Today, in our increasingly technological, industrial society, this separation from nature begins early. Years ago, when Diane worked as a teacher in the Head Start program, she told the children that the milk they drank came from cows. One little boy, Michael, could not accept this, exclaiming, “No! Milk does not come from cows. It comes from the store. I know because I’ve seen my mama buy it there.” That was proof enough for him. End of discussion. Admittedly, Michael was a little boy from the inner city, but what about you and me? As we pour milk on our oatmeal or Cheerios, how often do we actually think of that milk coming from a cow on some dairy farm? And Isn’t this also true of that nice, thick steak at Outback, or the chicken sandwich from Chick-fil-A, or that glass of Pinot Noir with your dinner? When you take a drive through the rural countryside, can you identify the crops growing in the fields? About all I can recognize for certain are corn and cotton. As for the rest, I can’t tell soybeans from alfalfa. Like little Michael, I too was pretty much a city boy. As a child my closest encounters with nature consisted of mowing the lawn and raking the leaves.

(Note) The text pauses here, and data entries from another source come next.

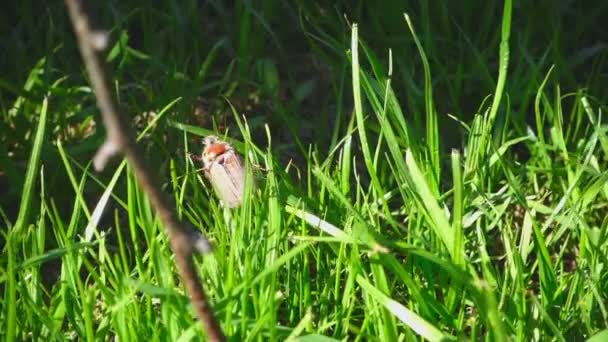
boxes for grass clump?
[0,1,608,341]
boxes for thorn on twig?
[93,139,120,171]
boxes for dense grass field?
[0,0,608,342]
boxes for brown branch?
[65,0,225,341]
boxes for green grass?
[0,0,608,341]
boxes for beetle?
[192,135,245,208]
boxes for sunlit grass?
[0,1,608,341]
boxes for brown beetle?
[192,135,251,208]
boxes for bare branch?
[65,0,225,341]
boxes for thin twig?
[65,0,225,341]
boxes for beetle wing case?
[206,152,245,208]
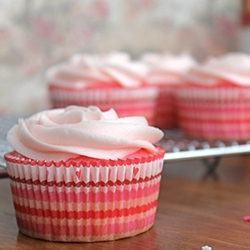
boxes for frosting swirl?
[7,106,163,161]
[47,52,148,88]
[184,52,250,86]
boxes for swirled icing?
[47,52,148,88]
[7,106,163,161]
[184,52,250,86]
[140,53,196,84]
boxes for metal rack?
[159,129,250,172]
[0,116,250,177]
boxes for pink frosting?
[7,106,163,161]
[47,52,148,88]
[140,53,196,85]
[184,53,250,86]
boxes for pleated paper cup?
[176,86,250,140]
[155,84,177,129]
[49,85,158,125]
[5,146,165,242]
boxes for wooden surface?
[0,156,250,250]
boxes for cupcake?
[4,106,165,242]
[47,52,158,125]
[140,53,196,129]
[176,53,250,140]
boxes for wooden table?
[0,156,250,250]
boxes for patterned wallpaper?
[0,0,241,113]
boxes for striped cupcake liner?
[176,88,250,140]
[5,147,164,242]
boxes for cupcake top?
[47,52,148,89]
[184,53,250,86]
[7,106,163,161]
[140,53,196,84]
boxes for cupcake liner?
[5,147,164,242]
[155,85,176,129]
[49,86,158,125]
[176,87,250,140]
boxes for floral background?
[0,0,242,114]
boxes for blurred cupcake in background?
[47,52,158,124]
[176,53,250,140]
[140,53,196,129]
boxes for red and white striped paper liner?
[5,147,165,242]
[176,87,250,140]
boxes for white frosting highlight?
[140,53,196,84]
[7,106,163,161]
[47,52,148,88]
[184,53,250,86]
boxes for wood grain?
[0,157,250,250]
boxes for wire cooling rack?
[0,116,250,177]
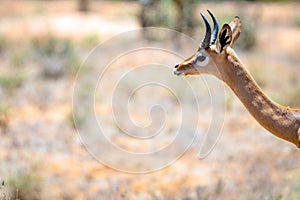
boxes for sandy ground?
[0,1,300,199]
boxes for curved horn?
[207,10,219,44]
[200,13,211,49]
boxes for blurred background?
[0,0,300,200]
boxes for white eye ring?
[197,56,209,67]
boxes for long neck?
[222,49,300,148]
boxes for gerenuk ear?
[229,16,242,45]
[216,24,232,53]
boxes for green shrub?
[0,73,25,91]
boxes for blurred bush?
[7,167,43,200]
[32,35,80,78]
[139,0,198,34]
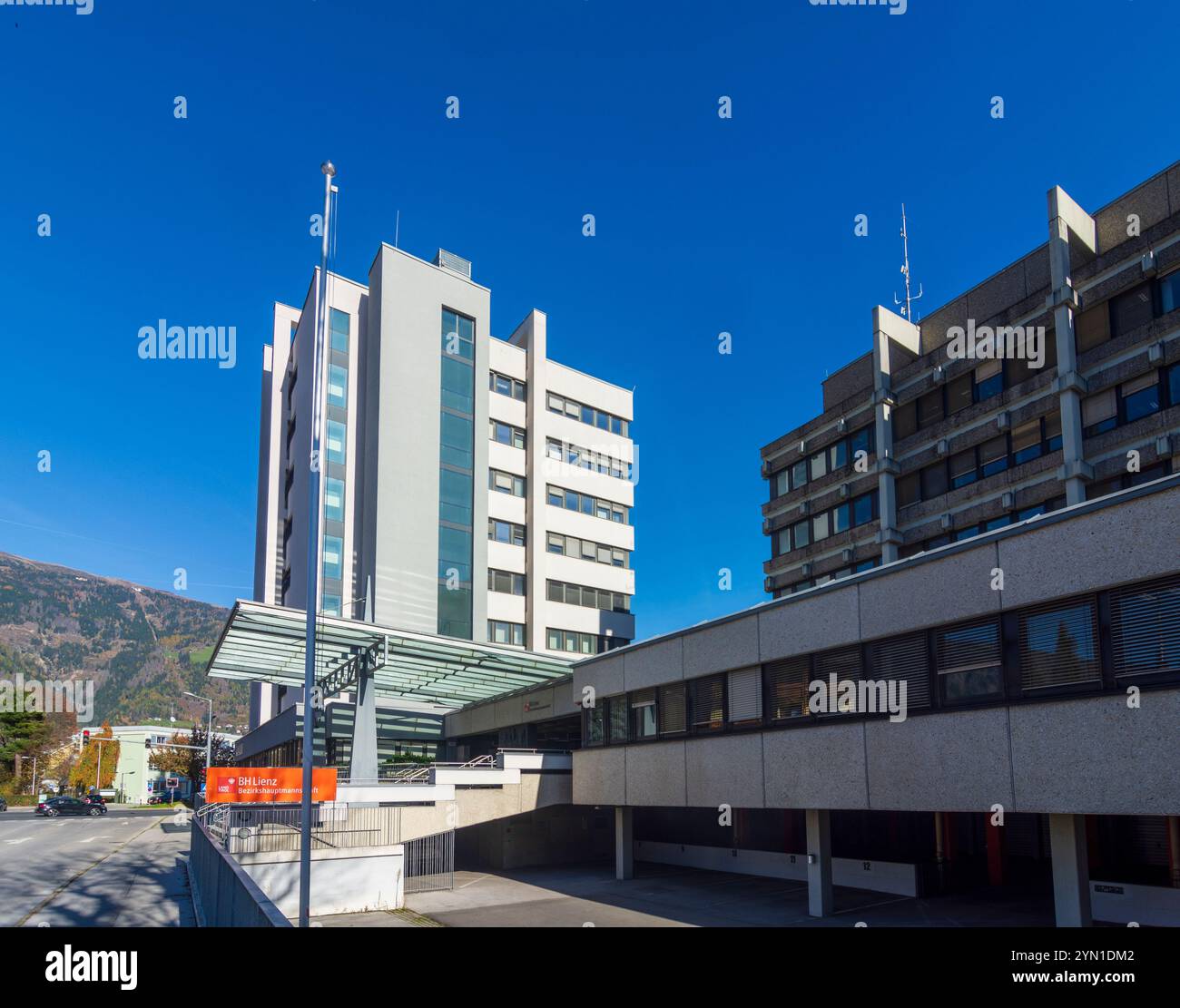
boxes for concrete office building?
[762,165,1180,598]
[446,165,1180,925]
[240,244,636,763]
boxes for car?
[36,795,106,819]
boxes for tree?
[149,725,233,783]
[70,721,119,788]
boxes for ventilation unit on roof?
[434,249,471,279]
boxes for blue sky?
[0,0,1180,637]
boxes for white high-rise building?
[251,244,636,725]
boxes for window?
[685,676,726,733]
[439,468,472,528]
[935,620,1003,704]
[948,448,978,491]
[328,365,349,406]
[918,388,943,426]
[585,707,606,745]
[893,401,918,441]
[979,434,1008,477]
[762,655,811,721]
[1082,389,1118,437]
[656,682,688,736]
[546,485,632,524]
[487,619,524,647]
[947,371,975,416]
[487,371,526,402]
[729,665,762,725]
[1160,270,1180,315]
[328,308,351,354]
[487,420,526,448]
[487,517,524,546]
[443,354,476,416]
[441,308,476,361]
[1110,283,1154,339]
[327,420,346,462]
[323,535,345,582]
[1019,599,1102,690]
[439,413,475,469]
[1012,417,1045,465]
[323,476,345,521]
[870,633,929,710]
[975,361,1004,402]
[1110,575,1180,679]
[1118,371,1160,423]
[630,689,656,740]
[897,473,921,507]
[487,567,524,595]
[1074,302,1110,354]
[487,469,526,497]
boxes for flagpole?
[299,161,337,928]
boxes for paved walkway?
[23,815,196,928]
[384,863,1053,928]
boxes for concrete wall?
[236,844,406,917]
[574,477,1180,815]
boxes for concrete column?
[806,808,835,917]
[1049,815,1093,928]
[349,659,378,780]
[615,806,634,882]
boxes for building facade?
[762,165,1180,598]
[251,244,636,725]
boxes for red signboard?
[205,767,337,803]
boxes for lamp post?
[183,690,213,795]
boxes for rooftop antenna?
[893,202,923,322]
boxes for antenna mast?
[893,202,923,322]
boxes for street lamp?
[182,690,213,795]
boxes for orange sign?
[205,767,337,803]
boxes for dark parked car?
[36,796,106,818]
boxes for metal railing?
[404,830,455,893]
[218,803,401,854]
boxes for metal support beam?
[806,808,835,917]
[615,806,634,882]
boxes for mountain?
[0,553,249,726]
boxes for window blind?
[763,655,811,721]
[870,633,929,710]
[729,665,762,724]
[1021,599,1102,690]
[656,682,688,735]
[1110,576,1180,678]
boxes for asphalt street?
[0,808,192,926]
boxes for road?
[0,808,193,926]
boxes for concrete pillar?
[615,806,634,882]
[807,808,835,917]
[349,655,378,780]
[1049,815,1093,928]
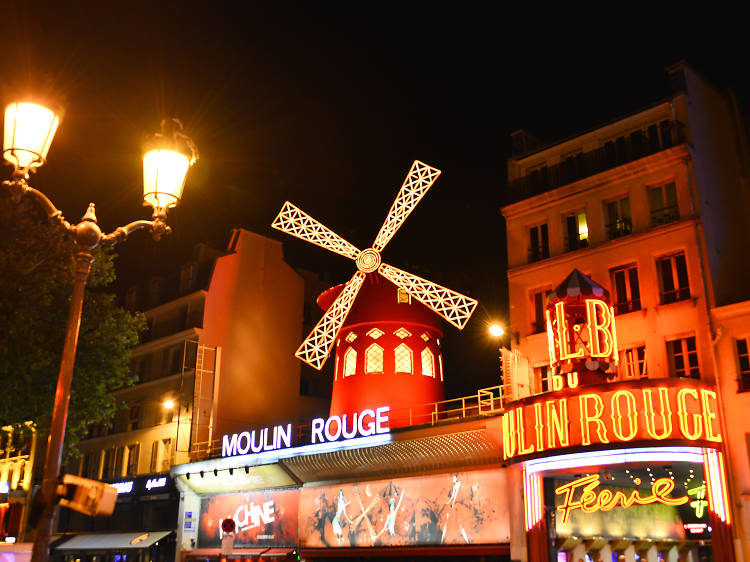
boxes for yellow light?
[3,102,60,170]
[143,149,191,211]
[490,324,505,338]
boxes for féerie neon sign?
[555,474,688,524]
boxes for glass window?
[667,336,701,379]
[611,264,641,314]
[656,253,690,304]
[127,443,141,475]
[648,182,680,226]
[344,347,357,377]
[618,345,648,379]
[735,338,750,391]
[394,343,414,375]
[529,224,549,263]
[604,197,633,240]
[365,343,383,373]
[422,347,435,378]
[565,211,589,251]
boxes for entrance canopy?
[56,531,172,550]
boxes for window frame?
[665,334,701,380]
[609,262,643,315]
[655,250,691,305]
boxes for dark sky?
[0,6,748,395]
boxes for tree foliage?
[0,190,144,452]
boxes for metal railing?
[503,120,685,205]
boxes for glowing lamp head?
[143,119,198,216]
[3,102,60,174]
[489,324,505,338]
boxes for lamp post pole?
[2,103,197,562]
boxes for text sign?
[502,379,722,459]
[221,406,390,457]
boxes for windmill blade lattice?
[271,201,360,260]
[271,160,477,370]
[294,271,365,371]
[378,263,477,330]
[372,160,440,252]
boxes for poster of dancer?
[198,489,299,548]
[299,470,510,548]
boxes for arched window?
[422,347,435,377]
[365,343,383,373]
[394,343,414,375]
[344,347,357,377]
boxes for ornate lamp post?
[3,102,197,562]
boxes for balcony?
[504,121,685,205]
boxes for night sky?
[0,6,748,396]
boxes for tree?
[0,193,145,454]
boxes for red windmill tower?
[271,160,477,427]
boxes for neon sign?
[502,379,722,459]
[555,474,688,524]
[545,299,617,367]
[221,406,390,457]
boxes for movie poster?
[299,470,510,548]
[198,489,299,548]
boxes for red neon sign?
[555,474,688,524]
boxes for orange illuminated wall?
[318,273,443,427]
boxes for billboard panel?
[198,489,299,548]
[299,469,510,548]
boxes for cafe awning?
[55,531,172,550]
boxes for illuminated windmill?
[271,160,477,420]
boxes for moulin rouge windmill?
[271,160,477,426]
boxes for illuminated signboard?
[198,489,299,548]
[502,379,722,459]
[221,406,390,457]
[555,474,688,524]
[299,470,510,548]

All of this leaves me wondering how seldom we turn to God in thanksgiving for all He has given us. He is the God of Nature, the God of all creation. Yes, He has given us the intellect and will to use His natural gifts in wonderful ways, but it all has its source in Him. Too often, like Diane’s little Michael, we attribute the gift to the wrong giver. As a society we have replaced God with man, replaced the true Giver with just another user.

Perhaps today we should all step outside and take a long walk through a tiny piece of God’s creation, thanking Him for the gift of our world and all it offers us. And so, I’ll conclude with these words from Psalm 95, which we pray every day in the Invitatory of the Liturgy of the Hours:

The Lord is God, the mighty God,
the great king over all the gods.
He holds in his hands the depths of the earth
and the highest mountains as well.
He made the sea; it belongs to him,
the dry land, too, for it was formed by his hands [Ps 95:3-5].